Needless to say, the debate is continuing in full force, with fears over privacy and surveillance increasing rather than abating. Clarity and consensus have not yet been reached but amongst all the noise, a few interesting statements have been made by those at the forefront of the discussions.

The Information Commissioner, Elizabeth Denham, has identified (in a similar vein to the concluding remarks in our article last week) the very reason why it is so important to get this right: data privacy is necessary to ensure the benefits of technology are not lost as a result of the public failing to embrace it.

The ICO, together with more than 250 commissioners, government representatives, privacy professionals and key stakeholders have thrashed out the issues in a virtual meeting.

A series of simple questions have been produced for those developing and seeking to rely on new contact tracing technologies:

  • Have you demonstrated how privacy is built in to the processor technology?
  • Is the planned collection and use of personal data necessary and proportionate?
  • What control do users have over their data?
  • How much data needs to be gathered and processed centrally?
  • When in operation, what are the governance and accountability processes in your organisation for ongoing monitoring and evaluation of data processing – to ensure it remains necessary and effective, and to ensure that the safeguards in place are still suitable?
  • What happens when the processing is no longer necessary?

These are all concepts which are at the centre of data protection regulation. How they will be put into practice is the challenge. The ICO says that it is here to help, and has been able to offer its advice and support to NHSX.

The ICO has also published a formal opinion on Google and Apple’s joint work on contact tracing technology. Broadly, the ICO says the proposals align with the principles of data protection by design and by default but clarification is needed for app users around who is responsible for data processing.

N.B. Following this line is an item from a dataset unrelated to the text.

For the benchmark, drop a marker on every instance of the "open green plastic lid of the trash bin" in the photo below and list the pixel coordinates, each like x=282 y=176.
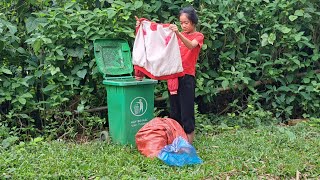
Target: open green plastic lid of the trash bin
x=113 y=56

At a European level, Commissioner for Internal Market Thierry Breton has commented as follows: “Contact tracing apps to limit the spread of coronavirus can be useful, especially as part of Member States’ exit strategies. However, strong privacy safeguards are a pre-requisite for the uptake of these apps, and therefore their usefulness. While we should be innovative and make the best use of technology in fighting the pandemic, we will not compromise on our values and privacy requirements.”

This follows the development of the EU toolbox for the use of mobile applications for contact tracing and warning in response to the coronavirus pandemic.